Les personnalités les plus influentes de la planète ont cette année encore, participé au Forum économique mondial de Davos pour dresser le bilan de l’année écoulée et envisager 2017. Aux plans économique et géopolitique, les prochains mois s’annoncent riches en bouleversements, notamment du fait de l’arrivée de Donald Trump à la Maison Blanche. Les délégués sont partagés entre optimisme et pessimiste à son sujet, mais aussi concernant les perspectives de croissance de l‘économie mondiale. Le PDG de l’alliance Renault-Nissan estime pour sa part que les constructeurs automobiles “s’adapteront” à la nouvelle donne en cas de renégociation de l’accord Nafta par les Etats-Unis.
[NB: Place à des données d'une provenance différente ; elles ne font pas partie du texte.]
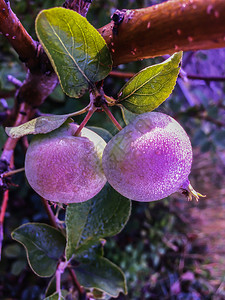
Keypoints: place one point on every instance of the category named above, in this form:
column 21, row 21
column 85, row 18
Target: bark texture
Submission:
column 166, row 28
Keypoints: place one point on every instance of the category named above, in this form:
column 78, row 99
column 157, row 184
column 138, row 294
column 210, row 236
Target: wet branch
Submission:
column 166, row 28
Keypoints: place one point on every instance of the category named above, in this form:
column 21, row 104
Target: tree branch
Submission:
column 166, row 28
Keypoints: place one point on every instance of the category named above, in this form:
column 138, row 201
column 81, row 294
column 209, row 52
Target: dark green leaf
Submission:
column 44, row 246
column 77, row 51
column 105, row 134
column 103, row 275
column 104, row 215
column 39, row 125
column 151, row 87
La mondialisation est-elle en recul ? La Russie deviendra-t-elle l’alliée privilégiée des Etats-Unis ? L’avenir de l’Union européenne, voire de l’OTAN, est-il menacé ? Ce sont quelques-unes des grandes questions qui ont agité le Forum de Davos cette année. Avec tous ces changements géopolitiques en cours, il est bien difficile d’y répondre et certains se disent très inquiets de ce que 2017 pourrait nous apporter.

Première des inquiétudes d’après le directeur du think tank Chatham House, Robin Niblett : une dégradation des relations américano-chinoises si les Etats-Unis adoptaient une attitude plus stricte à l‘égard des prétentions chinoises dans le sud de la mer de Chine. “Donald Trump a souligné que la Chine est l’une des principales menaces pour l’Amérique, rappelle-t-il. Si l’Amérique agit militairement comme certains l’ont suggéré, la Chine pourrait estimer sa sécurité remise en cause et vouloir riposter. Un incident pourrait alors déclencher un conflit entre les deux. Ce serait désastreux économiquement et géopolitiquement.”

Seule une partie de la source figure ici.